Often, companies are started with just an idea. A founder may decide to quickly form a limited liability company to help protect assets, or operate as a sole proprietor for a period of time. Prior to taking on funds from outside investors, that company may decide to form a corporation. For companies that follow that early stage cycle, the financial statements to be included in a Reg CF filing may not just be the financials of the corporation. If the previous entity or sole proprietorship was operating in the period required to be covered by GAAP financials, those activities must be represented in the financial statements as well.

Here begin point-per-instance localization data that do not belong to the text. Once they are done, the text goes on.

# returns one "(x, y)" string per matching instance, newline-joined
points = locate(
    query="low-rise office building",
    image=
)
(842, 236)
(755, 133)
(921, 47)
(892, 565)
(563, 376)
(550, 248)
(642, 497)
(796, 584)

In Reg CF, the SEC provides clear instructions that the financial statement requirements refer to the issuer and its predecessors, if any existed in the period to be covered by the financial statements. The definition of predecessor is found in Rule 405 under the Securities Act and applies across all mentions of that term in Securities Act rulemakings. Generally, a predecessor is person or entity from which an issuer has acquired or succeeded to a major portion of the business or assets of the predecessor. So when a company begins its business as an LLC and later creates a corporation to take over the operations, the LLC is a predecessor because the corporation succeeded to the business of the previously operating LLC. The same goes for businesses that were started without a business entity separate from the founders.
Under this standard, we have seen a number of companies raising funds under Reg CF not provide financial statements in accordance with Reg CF. In those situations, what we often see is a newly-formed Delaware corporation that has succeeded to the operations of a predecessor LLC, but the financial statements only cover the period of existence for the corporation. In such cases, it is possible that investors will have a right of rescission against the issuer (the right to make the issuer buy the investment back) for not meeting the requirements of Reg CF.
A similar analysis applies for probable acquisitions. When the to-be-acquired entity would form a substantial portion of the business and assets of the issuer, then that entity would still be considered a “predecessor”, and financial statements for that entity would be required as part of an offering under Reg CF. Issuers should be aware of this potential result if they intend to use proceeds of an offering to undertake a probable acquisition.
When in doubt, management of an issuer should ask themselves, if I was an investor, would this information be important? Issuers should not underestimate the breadth of the requirement under Rule 201(y) to provide any material information necessary to make other statements made not misleading. Discussions of results of a predecessor in the Form C likely mean that the predecessor should be covered in the financial statements. A statement that a planned acquisition will improve the financial performance of the company may mean that financial statements for the target entity are necessary to provide appropriate context for investors.
To date, many companies have raised funds under Reg CF without doing so in a fully compliant manner. This includes omitting material information required to be included in the financial statements that cover any predecessor entities, or the operations of the founder prior to forming a business entity. Issuers that want to use funds to undertake acquisitions may find themselves tripped up by the need for financial statements covering the target entity as well.